In everyday rush, in the moment when most of my attention was devoted to the Arab revolutions and the possibilities of overthrowing dictatorial regimes, a very important piece of news escaped my notice, news not only important but also sad. I’m not angry at myself, I’m furious! For a couple of days I didn’t read Polish press, I didn’t surf the Internet as much as I usually do. For three days I was busy with more important things and everyday nonsense. Only yesterday I unexpectedly became acquainted with this sad information. Małgorzata Gebert left us forever, a noble person with a big heart full of love, compassion and joy. When I write ‘Małgorzata’ I feel so strange! I’ve never called Her like that. She was always just Małgosia, a modest, smiling, warm woman.
Yesterday, when I was reading memoirs of Małgosia it hurt me that almost everyone was writing about a social activist, humanitarian organisation activist, a bit about political activity of Mrs Gebert, but no one wrote about ordinary Małgosia, the one I had a luck to know personally.
I met Małgosia through her husband, my close friend and opponent, a journalist Konstanty Gebert vel Dawid Warszawski. When he first invited me to his house, I had no clue how his family was going to react. After all, I’m of Palestinian descent and I don’t hide my political involvement in PLO though I come from a Jewish home. But what a nice surprise!

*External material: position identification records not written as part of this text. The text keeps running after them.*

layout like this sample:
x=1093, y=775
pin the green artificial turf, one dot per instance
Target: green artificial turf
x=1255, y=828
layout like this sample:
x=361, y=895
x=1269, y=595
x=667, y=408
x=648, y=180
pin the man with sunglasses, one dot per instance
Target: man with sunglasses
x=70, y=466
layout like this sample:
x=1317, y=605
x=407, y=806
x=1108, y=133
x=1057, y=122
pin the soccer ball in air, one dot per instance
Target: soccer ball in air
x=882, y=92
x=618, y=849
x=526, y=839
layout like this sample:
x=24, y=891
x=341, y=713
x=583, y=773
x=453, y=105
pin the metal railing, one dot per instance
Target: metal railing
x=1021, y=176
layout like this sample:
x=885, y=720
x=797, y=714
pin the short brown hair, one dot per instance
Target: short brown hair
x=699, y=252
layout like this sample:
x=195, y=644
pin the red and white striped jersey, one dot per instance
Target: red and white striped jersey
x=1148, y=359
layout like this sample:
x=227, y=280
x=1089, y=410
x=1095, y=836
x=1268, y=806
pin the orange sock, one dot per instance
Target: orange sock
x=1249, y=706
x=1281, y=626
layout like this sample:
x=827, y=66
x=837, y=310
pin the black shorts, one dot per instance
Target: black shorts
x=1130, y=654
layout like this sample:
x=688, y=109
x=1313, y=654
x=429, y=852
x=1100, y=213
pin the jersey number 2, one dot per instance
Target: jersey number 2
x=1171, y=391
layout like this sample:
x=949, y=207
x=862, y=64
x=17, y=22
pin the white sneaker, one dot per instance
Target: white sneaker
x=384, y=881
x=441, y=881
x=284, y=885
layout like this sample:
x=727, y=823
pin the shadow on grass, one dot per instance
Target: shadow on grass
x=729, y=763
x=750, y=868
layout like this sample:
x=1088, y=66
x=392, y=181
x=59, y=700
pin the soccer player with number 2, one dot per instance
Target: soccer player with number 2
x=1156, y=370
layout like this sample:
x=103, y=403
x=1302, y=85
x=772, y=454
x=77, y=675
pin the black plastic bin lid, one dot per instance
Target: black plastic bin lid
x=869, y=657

Smiling Małgosia greeted me very heartily, she was spreading the kindness and warmth around us. She was talking about some piece of furniture that we were sitting around while drinking delicious coffee from coffeemaker. A few weeks before, around the very same kitchen table, a very important political debate took place between the then ambassadors of Palestine and Israel to Poland Hafez Al-Nimer and Szewach Weiss. When she was telling me this story, through her words I felt her desires: for the peace between the nations in this region and for the Holy Land to keep the peace. Małgosia didn’t use those great political and newspaper slogans. She used simple words not because I’m a foreigner who might not understand but because she was a humble person who cared for the life of ordinary people living in this region.
This care was always visible in various aspects of her life. She was interested not only in people from the Near East. Not once did she tell about misfortunes that met other nations. Injustice in the world really hurt her. That’s why she wanted to help. She knew a lot about the tragedy of the Jews in Europe before the World War II and she didn’t want a similar fate to meet anyone.
It's a shame that Małgosia didn’t live to see the triumph of her lifetime accomplishments but she has left a blossoming tree of hopes: lots of her projects, actions, activities, people who live and function thanks to them; they all proof that we will remember her and miss her.
A couple of weeks ago I phoned Kostek and having not found him, I talked to Małgosia. I asked her how she was. Her voice and the will to live didn’t reveal that it would be our last conversation. I promised to call once again and make an appointment with Kostek so that we would all get together and drink coffee as usual. I regret that daily duties made this meeting impossible. Fate often plays a trick on us.
Małgosia, we will miss you so much. We will miss you greatly every time we see a person in need as well as the children of war victims whom you helped, who enjoy their life and have a happy childhood. Małgosia, coffee without you will never taste the same. Goodbye to a noble person that fate bestowed upon us and quickly deprived us of. We honour your memory.